Last Friday Cicero was speaking at the two-yearly seminar on the Baltic countries held at the School of Slavonic and East European Studies at UCL. Two years ago we were celebrating the entry of Estonia, Latvia and Lithuania into the European Union and NATO. This year the atmosphere is more muted. The reforming zeal of the region continues, but a greater sense of tiredness is evident- the politicians are clearly finding that keeping focused on the complexity of change is now more difficult with the goal of EU entry now achieved.
Yet as a Liberal I am heartened.
The key note speaker, Mart Laar, was the Prime Minister during the implementation of the shock therapy programme and continues to lead the most right wing faction, Isamaaliit, in the Estonian Parliament. Meanwhile another speaker, Professor Marju Lauristin retains her membership of the Social Democrats (although she herself was a minister in Mart Laar's government). What strikes me, however, is that there is a large body of policy which the to politicians at either end of the Estonian political spectrum actually agree on. Not for the first time, I find myself thinking that the debates that take place across the political spectrum in Estonia take place within the Liberal Democrats in Britain.
Although British Conservatives lionize Mr. Laar, he describes himself as a Liberal and in his blunt support for the European Union he has far more in common with British Liberal Democrats than with British Conservatives. Although the gentlemanly and thoughtful Christopher Beazley MEP, who chairs one of the sessions, provides his usual thoughtful analysis, it is clear that as a pro-European Conservative, he is a very small minority indeed. Christopher represents one of the most attractive strains of Conservative thinking, but in their determination to head down the cul-de-sac of Anti Europeanism, the Conservative party no longer listens to such humane and principled voices.
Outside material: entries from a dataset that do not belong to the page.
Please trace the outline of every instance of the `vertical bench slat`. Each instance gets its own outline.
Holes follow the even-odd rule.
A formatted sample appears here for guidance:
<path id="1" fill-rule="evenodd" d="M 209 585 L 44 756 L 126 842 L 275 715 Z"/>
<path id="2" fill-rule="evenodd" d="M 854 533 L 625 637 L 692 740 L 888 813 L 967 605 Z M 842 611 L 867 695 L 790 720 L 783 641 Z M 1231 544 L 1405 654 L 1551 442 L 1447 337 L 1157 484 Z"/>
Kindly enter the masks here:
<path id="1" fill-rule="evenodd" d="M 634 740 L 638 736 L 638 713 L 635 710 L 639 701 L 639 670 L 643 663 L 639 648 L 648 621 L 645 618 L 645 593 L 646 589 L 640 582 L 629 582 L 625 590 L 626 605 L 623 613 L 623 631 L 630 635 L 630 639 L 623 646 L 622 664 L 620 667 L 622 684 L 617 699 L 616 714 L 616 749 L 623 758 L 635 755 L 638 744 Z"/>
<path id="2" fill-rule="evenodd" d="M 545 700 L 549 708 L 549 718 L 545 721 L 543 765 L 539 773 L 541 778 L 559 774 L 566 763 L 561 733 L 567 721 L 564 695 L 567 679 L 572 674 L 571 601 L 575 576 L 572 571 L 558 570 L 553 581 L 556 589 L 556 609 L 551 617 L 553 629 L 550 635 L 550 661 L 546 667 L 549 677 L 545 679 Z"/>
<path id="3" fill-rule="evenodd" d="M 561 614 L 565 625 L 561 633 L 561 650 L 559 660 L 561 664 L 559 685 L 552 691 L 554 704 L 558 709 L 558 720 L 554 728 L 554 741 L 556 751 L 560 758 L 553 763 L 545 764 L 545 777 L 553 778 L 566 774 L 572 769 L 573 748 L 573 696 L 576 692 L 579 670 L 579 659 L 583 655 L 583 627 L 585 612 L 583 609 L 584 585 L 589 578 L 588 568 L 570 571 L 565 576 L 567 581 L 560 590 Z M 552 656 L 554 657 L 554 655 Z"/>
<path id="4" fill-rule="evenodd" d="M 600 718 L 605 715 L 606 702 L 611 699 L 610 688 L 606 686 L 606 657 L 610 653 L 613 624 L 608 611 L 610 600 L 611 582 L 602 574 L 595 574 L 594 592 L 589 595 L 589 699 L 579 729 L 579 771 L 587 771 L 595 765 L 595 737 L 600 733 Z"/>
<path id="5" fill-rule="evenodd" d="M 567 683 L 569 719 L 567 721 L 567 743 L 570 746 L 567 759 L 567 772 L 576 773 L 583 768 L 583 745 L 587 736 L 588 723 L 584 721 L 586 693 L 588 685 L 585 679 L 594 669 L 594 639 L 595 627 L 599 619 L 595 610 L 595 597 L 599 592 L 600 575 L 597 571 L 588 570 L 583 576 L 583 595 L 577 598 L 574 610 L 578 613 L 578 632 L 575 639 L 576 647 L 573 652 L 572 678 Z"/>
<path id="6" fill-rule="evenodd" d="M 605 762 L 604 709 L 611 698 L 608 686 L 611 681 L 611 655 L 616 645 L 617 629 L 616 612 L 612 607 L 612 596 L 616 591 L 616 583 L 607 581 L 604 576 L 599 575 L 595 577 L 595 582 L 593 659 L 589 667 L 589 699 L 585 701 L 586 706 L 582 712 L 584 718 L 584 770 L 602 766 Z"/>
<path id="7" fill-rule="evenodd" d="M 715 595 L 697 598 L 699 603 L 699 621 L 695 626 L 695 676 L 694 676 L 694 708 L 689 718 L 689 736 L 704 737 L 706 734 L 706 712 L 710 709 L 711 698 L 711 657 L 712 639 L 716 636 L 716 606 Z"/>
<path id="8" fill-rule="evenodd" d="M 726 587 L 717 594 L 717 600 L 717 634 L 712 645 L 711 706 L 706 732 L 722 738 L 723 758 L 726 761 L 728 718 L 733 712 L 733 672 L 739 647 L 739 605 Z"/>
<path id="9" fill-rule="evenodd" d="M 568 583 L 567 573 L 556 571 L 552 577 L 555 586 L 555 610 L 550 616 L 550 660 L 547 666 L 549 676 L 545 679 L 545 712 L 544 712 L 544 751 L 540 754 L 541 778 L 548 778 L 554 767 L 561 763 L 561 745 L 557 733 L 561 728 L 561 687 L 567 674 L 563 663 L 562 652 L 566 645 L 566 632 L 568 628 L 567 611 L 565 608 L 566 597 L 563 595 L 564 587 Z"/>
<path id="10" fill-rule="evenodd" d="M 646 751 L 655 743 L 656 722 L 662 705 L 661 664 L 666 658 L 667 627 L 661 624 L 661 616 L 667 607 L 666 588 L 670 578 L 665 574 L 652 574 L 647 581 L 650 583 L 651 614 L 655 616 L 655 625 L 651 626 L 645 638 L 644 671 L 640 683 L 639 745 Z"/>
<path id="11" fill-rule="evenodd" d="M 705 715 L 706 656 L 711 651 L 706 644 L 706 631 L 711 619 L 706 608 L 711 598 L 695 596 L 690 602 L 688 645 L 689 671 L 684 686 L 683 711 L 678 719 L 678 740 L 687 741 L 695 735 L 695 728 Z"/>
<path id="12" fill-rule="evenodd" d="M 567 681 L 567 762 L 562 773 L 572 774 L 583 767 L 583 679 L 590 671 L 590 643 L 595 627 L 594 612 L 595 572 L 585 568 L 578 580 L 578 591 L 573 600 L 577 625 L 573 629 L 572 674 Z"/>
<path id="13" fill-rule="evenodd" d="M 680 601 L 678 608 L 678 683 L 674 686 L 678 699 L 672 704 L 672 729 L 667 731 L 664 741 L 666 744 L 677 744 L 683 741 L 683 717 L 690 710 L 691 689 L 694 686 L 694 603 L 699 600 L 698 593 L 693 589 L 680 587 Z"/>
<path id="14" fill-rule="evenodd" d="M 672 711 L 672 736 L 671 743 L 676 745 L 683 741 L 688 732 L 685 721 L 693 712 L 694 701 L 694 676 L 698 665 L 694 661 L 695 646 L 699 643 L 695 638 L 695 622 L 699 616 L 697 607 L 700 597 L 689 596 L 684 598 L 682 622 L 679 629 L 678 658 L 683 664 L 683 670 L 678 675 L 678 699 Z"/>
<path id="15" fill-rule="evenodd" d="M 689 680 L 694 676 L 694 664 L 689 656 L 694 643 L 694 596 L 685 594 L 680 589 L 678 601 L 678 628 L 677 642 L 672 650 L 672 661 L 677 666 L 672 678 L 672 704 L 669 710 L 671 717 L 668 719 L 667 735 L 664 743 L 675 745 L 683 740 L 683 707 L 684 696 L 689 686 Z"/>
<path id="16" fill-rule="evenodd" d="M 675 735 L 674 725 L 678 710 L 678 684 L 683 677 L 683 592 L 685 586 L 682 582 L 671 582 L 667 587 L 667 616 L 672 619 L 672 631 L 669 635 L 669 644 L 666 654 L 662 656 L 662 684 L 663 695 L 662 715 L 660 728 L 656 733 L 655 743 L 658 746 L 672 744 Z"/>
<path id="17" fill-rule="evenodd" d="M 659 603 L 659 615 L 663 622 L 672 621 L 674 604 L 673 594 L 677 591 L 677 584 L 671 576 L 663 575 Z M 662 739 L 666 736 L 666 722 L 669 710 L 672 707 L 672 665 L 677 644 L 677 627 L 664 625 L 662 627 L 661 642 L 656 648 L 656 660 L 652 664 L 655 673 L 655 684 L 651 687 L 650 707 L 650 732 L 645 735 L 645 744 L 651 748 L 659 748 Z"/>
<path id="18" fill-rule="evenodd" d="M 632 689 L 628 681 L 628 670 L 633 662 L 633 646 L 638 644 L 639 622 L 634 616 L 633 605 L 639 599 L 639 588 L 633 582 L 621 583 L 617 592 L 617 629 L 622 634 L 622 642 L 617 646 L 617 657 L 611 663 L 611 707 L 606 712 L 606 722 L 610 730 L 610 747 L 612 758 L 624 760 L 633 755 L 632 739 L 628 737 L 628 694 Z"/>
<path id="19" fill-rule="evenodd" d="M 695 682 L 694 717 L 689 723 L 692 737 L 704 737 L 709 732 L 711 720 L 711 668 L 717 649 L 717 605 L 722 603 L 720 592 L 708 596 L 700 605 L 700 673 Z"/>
Meanwhile, in her open minded views on welfare reform, Professor Lauristin too reflects Liberal ideas- a far cry from the dog-in-the-manger union activity that still creates many difficulties in the British public sector. I see that British politics is still so much more polarized compared to Estonia. I idly wonder whether this is just another example of the "grass is greener", but think that the practical realities of reform have forced Estonian politics into a more informed and honest mind set than the ill informed brawl of the British House of Commons.
The Liberal tide in Europe is rising and the success of such countries as Estonia is something that British Liberal Democrats can learn from.